La sorpresa es como una bofetada, mis ojos se abren como dos faroles mientras mi mente vuela buscando respuestas. ¡El muy cabrón no tomó el somnífero! Pero si piensa que voy a dejar que me toque, está muy equivocado. No soy su juguete, ni una prostituta.
–¿Quieres que te pague? Pues toma esto, ¡hijo de puta! –sentencio con una mezcla de burla y rabia, sin pensarlo dos veces, clavo el tacón de mi zapato en su pie con toda mi fuerza.
El grito que suelta es desgarrador, pero no pierdo tiempo en saborear el momento. Me libero de su agarre y corro como si el mismísimo demonio me persiguiera. Mi corazón golpea en mi pecho con tanta violencia que siento que se me va a salir, mis piernas están a punto de traicionarme, y un sudor helado me baja por la espalda. Aun así, no paro. A lo lejos, escucho sus gritos desquiciados.
–¡Detengan a esa mujer, me robó! –el eco de la voz del idiota retumba en el pasillo.
Llego al ascensor y, con las manos temblorosas, presiono el botón repetidamente, rogando que llegue antes de que él lo haga. Las puertas finalmente se abren, y justo antes de que se cierren, lo veo aparecer al final del corredor. Tiene el rostro transformado por la furia, pero yo le lanzo una sonrisa burlona y agito la mano mientras las puertas se cierran con un suave clic. El alivio no llega, y en su lugar, la adrenalina sigue corriendo por mis venas. Mis ojos no se despegan del tablero, observando desesperadamente cómo bajamos al lobby.

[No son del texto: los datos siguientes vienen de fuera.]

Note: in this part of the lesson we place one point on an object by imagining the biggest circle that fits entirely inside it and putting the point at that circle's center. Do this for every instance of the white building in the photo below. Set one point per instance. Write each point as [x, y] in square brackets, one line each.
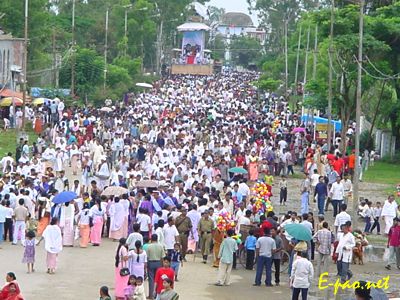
[11, 58]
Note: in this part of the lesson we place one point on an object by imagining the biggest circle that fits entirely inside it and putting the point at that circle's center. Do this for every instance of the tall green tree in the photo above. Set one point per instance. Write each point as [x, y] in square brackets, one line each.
[89, 70]
[245, 50]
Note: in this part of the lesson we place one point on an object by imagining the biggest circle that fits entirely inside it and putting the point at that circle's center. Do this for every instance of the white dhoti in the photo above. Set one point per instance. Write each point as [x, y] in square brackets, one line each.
[388, 223]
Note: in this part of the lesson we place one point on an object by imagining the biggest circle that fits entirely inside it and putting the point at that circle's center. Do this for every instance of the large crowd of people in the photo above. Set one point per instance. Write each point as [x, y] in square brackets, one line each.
[168, 153]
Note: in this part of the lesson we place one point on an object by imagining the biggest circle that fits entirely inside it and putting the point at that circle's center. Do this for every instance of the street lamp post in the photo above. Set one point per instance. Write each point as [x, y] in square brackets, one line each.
[330, 85]
[105, 53]
[73, 51]
[126, 28]
[357, 169]
[286, 57]
[25, 63]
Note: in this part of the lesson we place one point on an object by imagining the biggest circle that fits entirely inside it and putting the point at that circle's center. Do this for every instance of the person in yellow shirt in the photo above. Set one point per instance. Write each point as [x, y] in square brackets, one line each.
[269, 181]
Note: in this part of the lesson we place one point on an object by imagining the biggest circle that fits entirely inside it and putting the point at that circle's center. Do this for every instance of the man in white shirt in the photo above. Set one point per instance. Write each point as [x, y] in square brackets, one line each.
[337, 195]
[144, 220]
[301, 275]
[171, 235]
[218, 184]
[342, 218]
[134, 236]
[345, 253]
[348, 188]
[244, 190]
[244, 220]
[389, 212]
[292, 220]
[3, 215]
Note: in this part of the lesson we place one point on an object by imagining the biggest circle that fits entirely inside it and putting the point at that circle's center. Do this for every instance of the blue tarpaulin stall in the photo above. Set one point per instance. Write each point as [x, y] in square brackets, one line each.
[319, 120]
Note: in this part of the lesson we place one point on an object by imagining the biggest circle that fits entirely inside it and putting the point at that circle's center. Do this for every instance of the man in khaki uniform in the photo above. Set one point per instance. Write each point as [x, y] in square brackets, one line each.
[205, 229]
[184, 226]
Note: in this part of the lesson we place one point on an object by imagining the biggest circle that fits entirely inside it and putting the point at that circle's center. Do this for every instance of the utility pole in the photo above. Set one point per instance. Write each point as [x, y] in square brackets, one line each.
[25, 64]
[357, 168]
[126, 31]
[73, 52]
[159, 46]
[306, 63]
[54, 58]
[286, 57]
[315, 53]
[297, 60]
[330, 87]
[105, 53]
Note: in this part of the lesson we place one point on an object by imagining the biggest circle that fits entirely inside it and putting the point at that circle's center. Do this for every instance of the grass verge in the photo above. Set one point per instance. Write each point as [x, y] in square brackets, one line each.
[383, 172]
[8, 139]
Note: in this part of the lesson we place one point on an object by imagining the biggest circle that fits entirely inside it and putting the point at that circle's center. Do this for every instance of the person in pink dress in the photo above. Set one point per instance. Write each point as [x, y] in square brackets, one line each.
[121, 258]
[97, 212]
[253, 166]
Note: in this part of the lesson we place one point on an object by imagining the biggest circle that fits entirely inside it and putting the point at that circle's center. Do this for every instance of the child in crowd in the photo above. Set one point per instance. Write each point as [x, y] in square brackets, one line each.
[393, 245]
[164, 272]
[250, 246]
[129, 291]
[283, 190]
[176, 259]
[29, 252]
[139, 293]
[145, 243]
[368, 216]
[376, 214]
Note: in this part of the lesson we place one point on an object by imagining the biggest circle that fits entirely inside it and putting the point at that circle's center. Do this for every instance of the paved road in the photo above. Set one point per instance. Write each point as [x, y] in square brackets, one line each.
[82, 271]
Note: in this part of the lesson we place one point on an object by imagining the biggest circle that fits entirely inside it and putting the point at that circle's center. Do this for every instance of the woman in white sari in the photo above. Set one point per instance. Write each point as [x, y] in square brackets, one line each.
[67, 218]
[117, 222]
[103, 173]
[53, 244]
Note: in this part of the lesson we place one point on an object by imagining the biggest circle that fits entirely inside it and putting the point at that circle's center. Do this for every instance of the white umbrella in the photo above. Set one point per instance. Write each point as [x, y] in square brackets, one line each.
[145, 85]
[114, 191]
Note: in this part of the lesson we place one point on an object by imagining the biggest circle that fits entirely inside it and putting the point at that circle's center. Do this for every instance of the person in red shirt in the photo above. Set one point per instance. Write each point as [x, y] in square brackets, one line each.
[338, 164]
[394, 244]
[352, 163]
[240, 160]
[164, 272]
[331, 157]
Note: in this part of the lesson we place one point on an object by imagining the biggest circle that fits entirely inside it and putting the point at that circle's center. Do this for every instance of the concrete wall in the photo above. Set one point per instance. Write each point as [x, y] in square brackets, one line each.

–Vamos, vamos... más rápido, maldita sea –susurro entre dientes, jugueteando con los bordes de mi blusa por los nervios.
Después de lo que parece una eternidad, las puertas se abren en el lobby. Salgo del ascensor con la cabeza alta, respirando profundamente para calmarme. Cuadro los hombros, erguida y mostrando una mirada altiva avanzo como si nada me afectara. Las miradas de los huéspedes me rozan, o tal vez es mi paranoia hablando, pero sigo adelante. Sin embargo, el nudo en mi estómago se deshace un poco cuando atravieso la puerta y siento la brisa fresca de la noche golpear en mi rostro. Mis ojos buscan frenéticamente a Amanda, pero no hay ni rastro de ella.
Justo cuando creo que estoy a salvo, los gritos inconfundibles del italiano vuelven a perforar el aire. La desesperación me sacude, y sin pensarlo dos veces, bajo las escaleras corriendo, dirigiéndome hacia el primer coche que veo. Es un descapotable brillante. Sin pedir permiso, abro la puerta y me lanzo al asiento del copiloto.
El conductor me mira, desconcertado. Es un hombre joven, quizás de unos 28 años de edad. Su barba recortada en candado, y esos ojos grises que parecen llenos de una tristeza profunda y algo más que no logro identificar, me descolocan. Su cuerpo es fuerte, atlético, y su traje a medida grita lujo. Pero no tengo tiempo para fijarme en detalles.
–¡Detengan a esa maldita puta! –el grito de mi perseguidor resuena detrás de mí, cada vez más cerca.
–Por favor –mi voz sale casi ahogada– arranca, ¡sácame de aquí! Mi exnovio... está loco, ¡es violento! –miento con descaro y con urgencia en los ojos, sin tiempo para pensar en el caos que acaba de desatarse, pero su silencio me sumerge en un mar de dudas.